When travelers talk about Angkor Wat they always mention watching the sunrise. This is a thing thousands if not millions of people come to do every year at Angkor Wat temple.
Because so many people want to see this, you have to plan ahead of time how you’ll get there and where you will sit to watch the sunrise.
Luckily the tour group we went with provided a “Sunrise” package for an additional $20.00. This included pick up from our hotel and a guided walk in the dark of the jungles to the Temple Complex at 4:00 am in order to get there to stake out the “best seat.” Since you and everyone else wants to the see this sunrise you must get up no later than 4:15 am in order to get through the complex entrance and to Angkor Wat temple.
Our guide had the hookup!!! We met him at 4:00 am in our hotel lobby. Then we drove to an entrance that had no crowds. From here, we walked down the gravel path surrounded by the jungle to Angkor. Walking down the road before the sun rose was actually a highlight of my day. Staring up at the thousands of stars against the blue-black night sky above was very cool.
When we got to Angkor Wat our guide picked up a collapsed cardboard soda box he saw laying next to a souvenir shop’s recycling bin. I was perplexed at first, but when he pointed at our “seat” on the edge of the pool that sits in front of Angkor Wat, he put the box down and said, “sit on this!” This was a smart move that let us sit on the muddy rocks on the very edge of the pool that lays in front of Angkor Wat temple without our butts getting wet or dirty.

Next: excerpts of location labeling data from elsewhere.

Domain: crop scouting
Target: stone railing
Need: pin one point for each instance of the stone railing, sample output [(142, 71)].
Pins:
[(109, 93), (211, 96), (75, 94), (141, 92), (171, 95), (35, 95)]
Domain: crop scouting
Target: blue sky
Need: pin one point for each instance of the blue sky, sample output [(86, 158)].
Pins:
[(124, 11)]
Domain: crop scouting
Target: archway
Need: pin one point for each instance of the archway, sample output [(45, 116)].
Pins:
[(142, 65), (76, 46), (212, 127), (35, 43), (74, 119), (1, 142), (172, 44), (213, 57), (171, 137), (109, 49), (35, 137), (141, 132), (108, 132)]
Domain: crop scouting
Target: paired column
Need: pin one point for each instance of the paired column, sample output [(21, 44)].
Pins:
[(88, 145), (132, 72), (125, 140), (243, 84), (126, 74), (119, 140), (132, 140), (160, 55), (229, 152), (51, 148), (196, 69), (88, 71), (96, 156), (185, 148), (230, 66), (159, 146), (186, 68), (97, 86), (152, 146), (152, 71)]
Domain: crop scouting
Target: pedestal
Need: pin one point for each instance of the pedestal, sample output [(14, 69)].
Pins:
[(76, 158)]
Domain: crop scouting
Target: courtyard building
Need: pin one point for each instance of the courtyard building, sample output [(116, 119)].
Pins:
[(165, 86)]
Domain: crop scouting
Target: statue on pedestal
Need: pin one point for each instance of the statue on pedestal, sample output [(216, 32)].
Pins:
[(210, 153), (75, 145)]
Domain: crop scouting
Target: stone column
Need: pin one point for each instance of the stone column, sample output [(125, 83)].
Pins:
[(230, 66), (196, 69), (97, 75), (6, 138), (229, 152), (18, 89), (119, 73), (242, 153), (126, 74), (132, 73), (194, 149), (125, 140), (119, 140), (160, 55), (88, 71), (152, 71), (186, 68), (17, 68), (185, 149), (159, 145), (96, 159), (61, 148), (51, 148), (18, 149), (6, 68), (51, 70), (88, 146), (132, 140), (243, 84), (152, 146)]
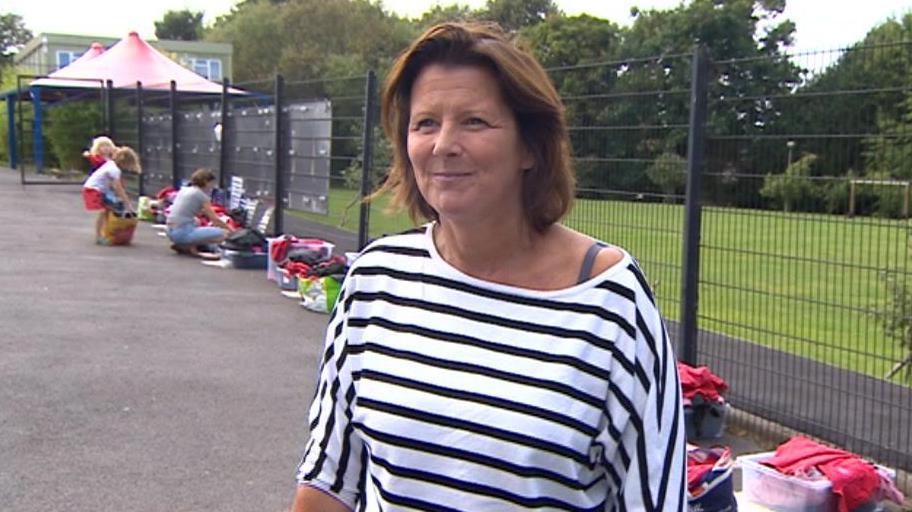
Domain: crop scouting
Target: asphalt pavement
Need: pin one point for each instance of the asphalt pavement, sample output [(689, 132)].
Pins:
[(132, 378)]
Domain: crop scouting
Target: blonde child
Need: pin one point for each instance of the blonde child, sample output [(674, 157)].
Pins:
[(101, 151), (104, 189)]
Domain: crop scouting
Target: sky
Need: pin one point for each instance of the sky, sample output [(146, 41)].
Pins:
[(820, 24)]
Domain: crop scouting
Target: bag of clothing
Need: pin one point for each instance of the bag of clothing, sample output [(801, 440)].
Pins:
[(319, 293), (710, 487), (119, 228), (245, 240), (144, 208)]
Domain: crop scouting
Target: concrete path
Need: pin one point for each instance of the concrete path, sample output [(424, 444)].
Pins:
[(135, 379)]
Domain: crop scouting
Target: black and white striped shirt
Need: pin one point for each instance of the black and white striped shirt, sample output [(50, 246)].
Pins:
[(440, 391)]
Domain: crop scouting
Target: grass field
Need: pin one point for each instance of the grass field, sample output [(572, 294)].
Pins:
[(803, 283)]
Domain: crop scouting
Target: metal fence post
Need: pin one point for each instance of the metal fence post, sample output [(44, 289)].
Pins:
[(11, 129), (367, 157), (109, 108), (223, 135), (278, 213), (172, 97), (139, 132), (687, 335)]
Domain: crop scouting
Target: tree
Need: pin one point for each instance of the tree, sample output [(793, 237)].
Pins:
[(514, 15), (876, 71), (440, 14), (13, 35), (254, 29), (184, 25), (669, 173), (896, 320), (793, 186)]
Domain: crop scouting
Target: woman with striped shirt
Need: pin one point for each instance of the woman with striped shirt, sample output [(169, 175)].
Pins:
[(492, 359)]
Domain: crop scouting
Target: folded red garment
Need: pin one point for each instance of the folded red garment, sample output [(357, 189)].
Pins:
[(855, 481), (701, 381)]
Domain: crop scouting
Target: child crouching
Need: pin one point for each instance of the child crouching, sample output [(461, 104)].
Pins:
[(104, 190)]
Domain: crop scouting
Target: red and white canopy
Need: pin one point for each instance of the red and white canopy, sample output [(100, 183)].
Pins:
[(129, 61)]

We got there early. I’d say only 25% of the people who ended up showing up were there that early in the morning. By my estimate, there were a total of 150-250 people who showed up by sunrise. It was crowded. The “serious” photographers were already there, tripods teetering on the edge of the pool’s mud and rocks.

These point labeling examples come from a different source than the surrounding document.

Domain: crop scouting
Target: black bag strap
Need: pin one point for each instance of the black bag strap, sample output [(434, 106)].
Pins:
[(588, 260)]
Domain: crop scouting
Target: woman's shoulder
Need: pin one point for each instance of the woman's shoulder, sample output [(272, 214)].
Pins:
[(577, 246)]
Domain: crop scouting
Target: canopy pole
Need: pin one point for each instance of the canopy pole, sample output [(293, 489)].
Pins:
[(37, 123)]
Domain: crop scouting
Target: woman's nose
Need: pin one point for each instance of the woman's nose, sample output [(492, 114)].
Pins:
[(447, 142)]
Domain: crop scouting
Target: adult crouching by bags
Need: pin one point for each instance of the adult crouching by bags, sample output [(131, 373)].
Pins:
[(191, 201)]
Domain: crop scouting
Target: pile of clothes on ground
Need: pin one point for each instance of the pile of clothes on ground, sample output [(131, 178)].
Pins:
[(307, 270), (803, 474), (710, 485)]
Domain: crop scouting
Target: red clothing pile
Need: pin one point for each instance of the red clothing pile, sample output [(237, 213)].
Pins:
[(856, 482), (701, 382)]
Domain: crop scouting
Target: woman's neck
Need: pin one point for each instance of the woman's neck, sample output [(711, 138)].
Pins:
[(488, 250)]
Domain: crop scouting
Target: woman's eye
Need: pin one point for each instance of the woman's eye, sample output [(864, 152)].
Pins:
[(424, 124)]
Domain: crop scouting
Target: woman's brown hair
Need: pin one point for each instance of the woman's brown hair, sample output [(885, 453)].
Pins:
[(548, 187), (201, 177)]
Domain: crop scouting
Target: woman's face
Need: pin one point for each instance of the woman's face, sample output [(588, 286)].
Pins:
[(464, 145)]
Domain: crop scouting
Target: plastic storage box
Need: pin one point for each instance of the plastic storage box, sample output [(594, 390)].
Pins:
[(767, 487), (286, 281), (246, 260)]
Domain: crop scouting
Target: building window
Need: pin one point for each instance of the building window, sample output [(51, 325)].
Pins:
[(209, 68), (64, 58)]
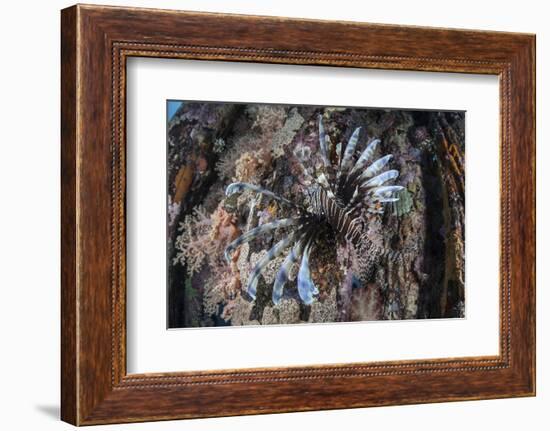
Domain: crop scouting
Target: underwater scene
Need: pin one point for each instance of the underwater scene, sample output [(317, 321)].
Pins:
[(286, 214)]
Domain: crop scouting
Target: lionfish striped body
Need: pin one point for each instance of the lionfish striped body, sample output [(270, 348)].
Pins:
[(339, 196)]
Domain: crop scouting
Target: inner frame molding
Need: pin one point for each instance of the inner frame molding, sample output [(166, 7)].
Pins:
[(95, 385)]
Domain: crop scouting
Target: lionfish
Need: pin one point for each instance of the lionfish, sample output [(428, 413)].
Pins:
[(339, 194)]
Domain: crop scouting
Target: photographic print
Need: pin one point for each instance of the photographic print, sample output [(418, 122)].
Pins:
[(288, 214)]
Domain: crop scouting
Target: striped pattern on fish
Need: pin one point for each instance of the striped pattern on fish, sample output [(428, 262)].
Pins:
[(338, 195)]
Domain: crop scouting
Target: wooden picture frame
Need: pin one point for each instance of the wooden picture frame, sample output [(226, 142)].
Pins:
[(96, 41)]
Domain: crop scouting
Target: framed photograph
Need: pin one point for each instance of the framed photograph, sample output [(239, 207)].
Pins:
[(264, 214)]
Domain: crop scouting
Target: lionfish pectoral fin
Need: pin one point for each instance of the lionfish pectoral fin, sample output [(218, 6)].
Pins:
[(365, 157), (306, 287), (382, 178), (282, 275), (323, 142), (275, 251), (349, 152), (376, 167), (256, 232), (239, 187)]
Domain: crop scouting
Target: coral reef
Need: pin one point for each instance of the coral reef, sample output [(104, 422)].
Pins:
[(413, 266)]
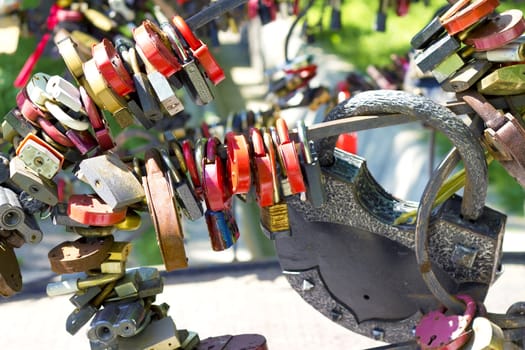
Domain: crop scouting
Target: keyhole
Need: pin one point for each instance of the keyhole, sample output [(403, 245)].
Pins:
[(39, 161), (432, 338)]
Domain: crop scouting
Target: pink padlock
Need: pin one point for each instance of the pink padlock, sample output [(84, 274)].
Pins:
[(437, 331)]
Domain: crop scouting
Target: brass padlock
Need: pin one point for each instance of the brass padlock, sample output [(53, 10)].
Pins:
[(41, 189)]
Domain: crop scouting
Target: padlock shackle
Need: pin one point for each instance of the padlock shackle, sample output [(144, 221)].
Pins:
[(433, 115)]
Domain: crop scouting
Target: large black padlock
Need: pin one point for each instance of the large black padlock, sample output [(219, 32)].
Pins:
[(350, 261)]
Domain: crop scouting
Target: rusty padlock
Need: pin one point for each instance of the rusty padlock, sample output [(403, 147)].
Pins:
[(439, 331)]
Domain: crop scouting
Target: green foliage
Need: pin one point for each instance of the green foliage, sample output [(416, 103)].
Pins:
[(359, 42), (361, 45)]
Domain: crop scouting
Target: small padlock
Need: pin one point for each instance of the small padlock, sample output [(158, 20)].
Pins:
[(18, 123), (238, 164), (11, 213), (10, 277), (190, 75), (40, 156), (288, 159), (311, 168), (41, 189), (81, 255), (80, 316), (65, 93), (133, 317), (13, 217), (160, 334), (12, 238), (263, 174), (162, 88), (220, 230), (487, 336), (112, 180), (448, 67), (99, 20), (82, 298), (466, 76), (426, 35), (214, 183), (436, 330), (101, 328), (189, 340), (163, 212), (145, 93), (191, 206), (436, 53), (78, 282)]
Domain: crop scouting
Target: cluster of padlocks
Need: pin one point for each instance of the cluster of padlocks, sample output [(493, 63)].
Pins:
[(477, 53), (61, 126)]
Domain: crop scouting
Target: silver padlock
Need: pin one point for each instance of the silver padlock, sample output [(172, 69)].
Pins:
[(102, 329), (65, 93), (11, 213), (121, 8), (39, 188), (132, 317), (18, 123), (12, 217), (185, 196), (79, 317), (112, 180), (162, 87), (191, 76), (45, 161), (159, 335), (82, 298)]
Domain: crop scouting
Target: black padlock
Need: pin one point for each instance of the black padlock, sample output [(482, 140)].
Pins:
[(328, 263)]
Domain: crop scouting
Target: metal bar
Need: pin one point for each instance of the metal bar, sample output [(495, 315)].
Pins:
[(357, 123), (460, 107), (211, 12), (409, 345)]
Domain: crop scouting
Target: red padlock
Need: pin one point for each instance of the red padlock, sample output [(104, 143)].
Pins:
[(289, 157), (55, 134), (189, 159), (468, 15), (262, 170), (214, 182), (238, 163), (200, 51), (149, 38), (112, 68), (91, 210)]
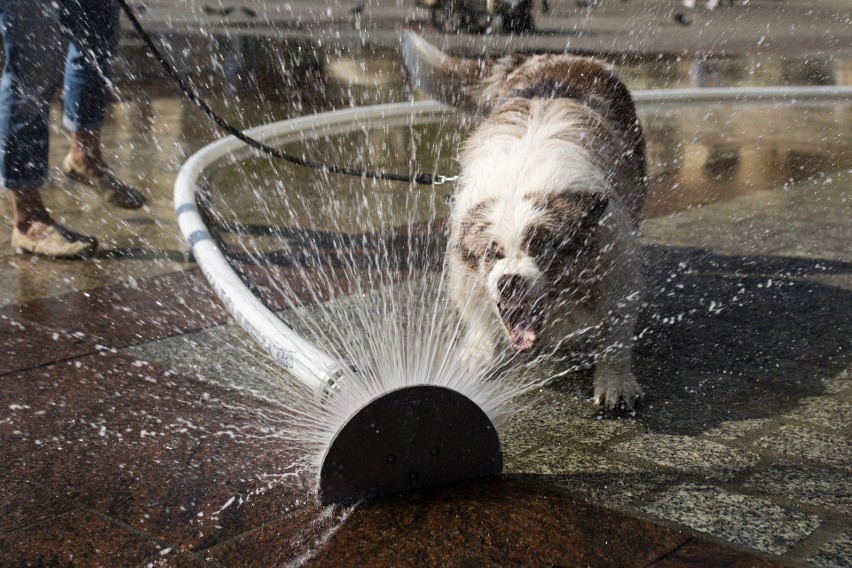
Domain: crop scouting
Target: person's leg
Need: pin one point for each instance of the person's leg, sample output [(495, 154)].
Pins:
[(94, 29), (33, 47)]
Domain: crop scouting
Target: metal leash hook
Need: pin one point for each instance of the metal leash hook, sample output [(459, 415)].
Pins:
[(441, 180)]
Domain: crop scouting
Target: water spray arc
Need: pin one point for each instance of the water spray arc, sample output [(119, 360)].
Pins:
[(414, 436)]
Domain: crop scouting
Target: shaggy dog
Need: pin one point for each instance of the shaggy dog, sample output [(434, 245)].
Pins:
[(543, 225)]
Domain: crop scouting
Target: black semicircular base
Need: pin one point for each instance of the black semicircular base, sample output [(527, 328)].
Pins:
[(409, 438)]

While we waited in the darkness for the sun to rise we met a very self-sufficient British woman who found her way alone and in the dark to the temple while also losing her guide!!! She was solo-traveling for a week from her home in Penang, Malaysia. She got an opportunity to take a job there from London and she took it. I love it when people pack up their lives and move somewhere new! An adventure! Perhaps that’s why I always find myself moving every 3-4 years.
As the sun got closer to rising, people were crowding around the pool as close as they could without falling in the water. The French photographer to my left used his guidebook as a camera stand and placed it by my foot! You can imagine how careful I was not to move my foot at all. He eventually picked it up.
You will witness a dichotomy while experiencing this particular sunrise. On one side of the pool is Angkor. The largest religious monument in the world, built in the early 12th century. Its presence is breathtaking; as the sun rises its carvings and shape takes on all the colors of the sun. Orange, red, purple, blue. The five peaks are the showpiece and the carvings on the facade are there to be marveled at as well. The water is so still with pink water lilies resting on it, awoken by the occasional ripple from a small fish. Everything seems untouched, as if you have stumbled upon a secret hidden temple at sunrise.
If you turn your gaze from the peaceful sunrise, you will see hundreds of camera flashes going off, one by one at domino pace. One tourist after the other is trying to get “the perfect shot” to slap on their Instagram or place in their portfolio. Every thing is moving and chattering on this side of the pool. No reverence or silence. In that moment on the edge of the pool you are in between both worlds and you choose how you want to enjoy it. Do you choose the right side, the left side, or both?